ROMA (Public Policy) – La scorsa settimana, nel corso del question time nell’aula della Camera, il ministro Matteo Salvini è intervenuto (anche) sullo stato di avanzamento del cosiddetto “Piano Casa”.
“Il tema dell’emergenza abitativa c’è, è evidente. Stiamo lavorando non da qualche mese, ma da 3 anni per intervenire su un Piano Casa degno di questo nome con diverse linee di intervento”. Mercoledì mattina, della scorsa settimana, “c’è stata una riunione a Palazzo Chigi per definire uno strumento finanziario d’urgenza dedicato alla manutenzione straordinaria degli alloggi di edilizia residenziale e pubblica. L’obiettivo è mettere a terra in tempi brevissimi (quindi vuol dire aprire i cantieri già in questo 2026), 1,2 miliardi per recuperare circa 60mila alloggi attualmente inutilizzabili per carenze manutentive, restituendoli rapidamente alle famiglie che sono in lista d’attesa per l’assegnazione di una casa popolare”, ha detto Salvini.

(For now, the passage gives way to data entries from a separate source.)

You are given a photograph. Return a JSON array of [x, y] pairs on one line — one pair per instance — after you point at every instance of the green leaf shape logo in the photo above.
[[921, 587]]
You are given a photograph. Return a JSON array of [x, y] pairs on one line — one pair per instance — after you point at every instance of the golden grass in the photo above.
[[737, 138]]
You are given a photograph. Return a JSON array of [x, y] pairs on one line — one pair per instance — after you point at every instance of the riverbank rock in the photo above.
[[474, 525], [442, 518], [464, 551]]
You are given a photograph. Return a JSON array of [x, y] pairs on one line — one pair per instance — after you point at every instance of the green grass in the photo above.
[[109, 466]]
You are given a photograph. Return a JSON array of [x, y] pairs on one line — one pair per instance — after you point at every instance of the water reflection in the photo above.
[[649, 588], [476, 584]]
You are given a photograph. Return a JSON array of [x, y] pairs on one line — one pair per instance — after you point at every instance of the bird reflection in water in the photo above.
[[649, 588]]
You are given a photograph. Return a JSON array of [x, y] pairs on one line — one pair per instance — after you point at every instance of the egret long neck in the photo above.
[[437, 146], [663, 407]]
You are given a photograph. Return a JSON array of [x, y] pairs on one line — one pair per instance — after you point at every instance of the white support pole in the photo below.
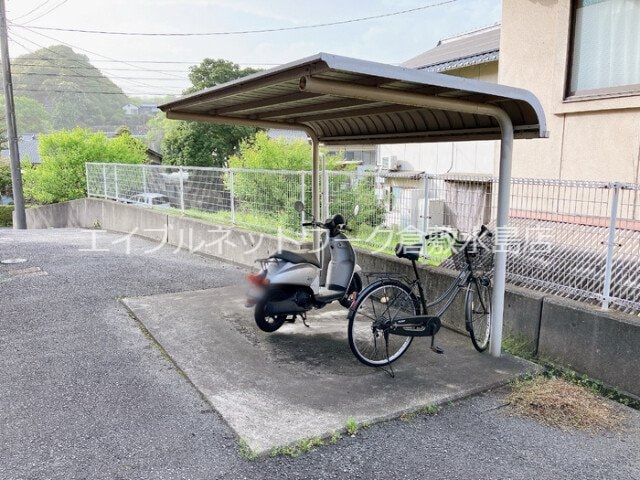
[[232, 197], [145, 188], [611, 243], [501, 233], [86, 175], [315, 191], [302, 214], [104, 180], [325, 189], [181, 173], [376, 94], [115, 181], [425, 216]]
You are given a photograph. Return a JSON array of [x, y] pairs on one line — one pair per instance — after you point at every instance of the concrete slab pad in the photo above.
[[276, 389]]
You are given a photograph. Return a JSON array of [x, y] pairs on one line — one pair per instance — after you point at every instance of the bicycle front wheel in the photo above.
[[380, 302], [478, 312]]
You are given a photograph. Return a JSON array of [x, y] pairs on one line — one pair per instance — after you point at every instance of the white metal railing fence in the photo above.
[[577, 239]]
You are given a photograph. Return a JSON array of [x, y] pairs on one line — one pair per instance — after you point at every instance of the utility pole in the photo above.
[[12, 134]]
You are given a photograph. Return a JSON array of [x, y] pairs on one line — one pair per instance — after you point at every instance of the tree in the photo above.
[[212, 72], [76, 92], [5, 179], [272, 196], [203, 144], [31, 116], [61, 175]]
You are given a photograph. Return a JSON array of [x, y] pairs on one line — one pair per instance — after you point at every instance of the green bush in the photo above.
[[6, 215], [61, 175], [272, 196]]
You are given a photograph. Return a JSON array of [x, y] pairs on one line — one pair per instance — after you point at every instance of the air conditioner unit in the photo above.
[[390, 163]]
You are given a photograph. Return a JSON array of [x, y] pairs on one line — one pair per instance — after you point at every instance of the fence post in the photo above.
[[86, 175], [115, 181], [425, 216], [231, 193], [302, 219], [611, 243], [144, 179], [325, 191], [181, 173], [104, 180]]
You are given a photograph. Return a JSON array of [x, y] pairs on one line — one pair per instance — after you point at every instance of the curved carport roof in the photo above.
[[339, 100], [289, 97]]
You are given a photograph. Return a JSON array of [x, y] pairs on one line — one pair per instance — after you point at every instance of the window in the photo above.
[[605, 57]]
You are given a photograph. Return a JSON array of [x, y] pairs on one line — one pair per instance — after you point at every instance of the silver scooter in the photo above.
[[289, 283]]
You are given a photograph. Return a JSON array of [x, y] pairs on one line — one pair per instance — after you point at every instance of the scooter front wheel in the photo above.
[[266, 323]]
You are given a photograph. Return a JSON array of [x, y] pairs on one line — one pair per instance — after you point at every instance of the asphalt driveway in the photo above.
[[86, 395]]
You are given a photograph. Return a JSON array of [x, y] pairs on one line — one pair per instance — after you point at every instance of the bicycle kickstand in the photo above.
[[434, 347]]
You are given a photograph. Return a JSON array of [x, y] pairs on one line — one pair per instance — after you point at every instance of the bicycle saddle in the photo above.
[[410, 252]]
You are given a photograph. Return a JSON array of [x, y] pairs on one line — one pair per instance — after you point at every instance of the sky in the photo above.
[[158, 65]]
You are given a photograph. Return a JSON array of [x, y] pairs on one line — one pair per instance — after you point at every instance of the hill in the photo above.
[[74, 92]]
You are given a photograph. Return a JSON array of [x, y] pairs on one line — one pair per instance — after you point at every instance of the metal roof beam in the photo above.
[[201, 117], [265, 102], [312, 109]]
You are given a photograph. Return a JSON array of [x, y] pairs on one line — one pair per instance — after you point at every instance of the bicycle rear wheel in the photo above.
[[478, 312], [379, 302]]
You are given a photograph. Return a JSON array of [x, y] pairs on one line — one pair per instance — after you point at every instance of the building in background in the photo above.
[[28, 148], [582, 60], [471, 55]]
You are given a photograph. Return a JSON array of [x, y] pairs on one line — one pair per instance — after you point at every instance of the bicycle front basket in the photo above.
[[480, 255]]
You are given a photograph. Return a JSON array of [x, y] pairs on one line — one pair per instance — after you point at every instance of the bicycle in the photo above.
[[387, 314]]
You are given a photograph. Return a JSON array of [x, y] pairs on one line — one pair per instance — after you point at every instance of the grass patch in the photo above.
[[305, 445], [6, 215], [521, 347], [431, 409], [351, 426], [559, 403], [518, 346], [245, 451]]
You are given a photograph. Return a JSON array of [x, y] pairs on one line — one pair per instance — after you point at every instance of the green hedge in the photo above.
[[6, 218]]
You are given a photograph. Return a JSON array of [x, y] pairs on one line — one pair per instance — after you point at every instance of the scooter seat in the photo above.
[[302, 257]]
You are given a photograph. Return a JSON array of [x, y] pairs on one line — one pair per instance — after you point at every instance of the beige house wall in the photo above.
[[590, 138]]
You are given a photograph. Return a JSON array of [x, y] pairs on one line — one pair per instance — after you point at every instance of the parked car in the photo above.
[[157, 200]]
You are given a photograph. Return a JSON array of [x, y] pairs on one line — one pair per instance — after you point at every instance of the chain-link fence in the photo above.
[[571, 238]]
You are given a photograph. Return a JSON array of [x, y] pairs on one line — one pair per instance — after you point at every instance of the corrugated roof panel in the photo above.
[[457, 49]]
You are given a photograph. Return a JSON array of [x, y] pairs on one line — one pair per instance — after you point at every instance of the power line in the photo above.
[[48, 11], [74, 67], [32, 10], [238, 32], [134, 83], [171, 62], [93, 53], [163, 94], [78, 75], [52, 74]]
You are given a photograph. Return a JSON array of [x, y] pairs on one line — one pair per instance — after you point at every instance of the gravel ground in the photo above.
[[86, 395]]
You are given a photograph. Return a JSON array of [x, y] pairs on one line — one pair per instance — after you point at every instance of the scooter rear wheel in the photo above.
[[354, 287], [265, 323]]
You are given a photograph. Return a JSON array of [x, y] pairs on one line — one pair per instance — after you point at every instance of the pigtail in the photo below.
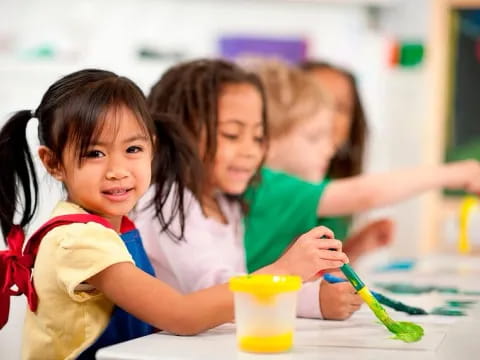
[[18, 171], [176, 166]]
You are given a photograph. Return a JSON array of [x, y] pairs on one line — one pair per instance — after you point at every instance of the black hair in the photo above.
[[72, 112], [348, 160], [190, 92]]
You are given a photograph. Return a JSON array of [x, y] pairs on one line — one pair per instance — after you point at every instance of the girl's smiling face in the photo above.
[[306, 149], [240, 138], [115, 170], [341, 89]]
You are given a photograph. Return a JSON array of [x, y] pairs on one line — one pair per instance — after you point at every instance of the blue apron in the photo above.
[[124, 326]]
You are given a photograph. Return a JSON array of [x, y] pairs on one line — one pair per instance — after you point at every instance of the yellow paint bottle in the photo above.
[[265, 307], [468, 207]]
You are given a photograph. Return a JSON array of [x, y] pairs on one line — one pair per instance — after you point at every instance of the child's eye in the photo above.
[[134, 149], [230, 136], [259, 139], [94, 154]]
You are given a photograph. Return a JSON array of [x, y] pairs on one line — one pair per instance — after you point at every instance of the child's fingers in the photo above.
[[334, 255], [319, 232], [328, 265], [330, 244]]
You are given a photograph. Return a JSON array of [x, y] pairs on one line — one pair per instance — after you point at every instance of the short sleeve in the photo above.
[[84, 250], [281, 207]]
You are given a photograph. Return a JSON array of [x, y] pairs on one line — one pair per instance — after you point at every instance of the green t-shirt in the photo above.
[[281, 208], [340, 225]]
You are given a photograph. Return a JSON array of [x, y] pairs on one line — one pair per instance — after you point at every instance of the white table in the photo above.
[[359, 337]]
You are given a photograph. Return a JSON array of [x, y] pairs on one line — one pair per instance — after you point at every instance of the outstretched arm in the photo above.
[[158, 304], [364, 192], [155, 302]]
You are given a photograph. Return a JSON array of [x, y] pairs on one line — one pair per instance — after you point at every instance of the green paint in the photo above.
[[445, 311], [402, 288], [399, 306], [460, 303], [408, 331], [471, 293], [403, 330]]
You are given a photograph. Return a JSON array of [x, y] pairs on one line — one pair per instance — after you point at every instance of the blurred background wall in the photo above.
[[45, 39]]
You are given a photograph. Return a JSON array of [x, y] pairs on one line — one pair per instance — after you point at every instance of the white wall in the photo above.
[[107, 34]]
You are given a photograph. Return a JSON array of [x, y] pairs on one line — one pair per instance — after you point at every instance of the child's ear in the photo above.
[[50, 162]]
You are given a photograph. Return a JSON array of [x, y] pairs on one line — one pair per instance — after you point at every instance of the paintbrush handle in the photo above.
[[352, 277]]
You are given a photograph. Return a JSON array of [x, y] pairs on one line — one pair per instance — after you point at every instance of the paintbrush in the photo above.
[[403, 330], [382, 299]]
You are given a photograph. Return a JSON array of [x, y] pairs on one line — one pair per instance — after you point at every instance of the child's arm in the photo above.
[[155, 302], [359, 193]]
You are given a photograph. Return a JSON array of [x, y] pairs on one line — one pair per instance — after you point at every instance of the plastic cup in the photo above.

“Sull’ampliamento dell’offerta abitativa – ha proseguito il ministro –, nell’ultima legge di Bilancio, come Mit, abbiamo già disposto un primo stanziamento di un ulteriore miliardo di euro che vogliamo destinare in prima istanza alla sperimentazione di modelli innovativi di edilizia residenziale e sociale nelle diverse aree del Paese: l’obiettivo è di partire con una sperimentazione per Regione già dal 2026 con questo miliardo a disposizione”.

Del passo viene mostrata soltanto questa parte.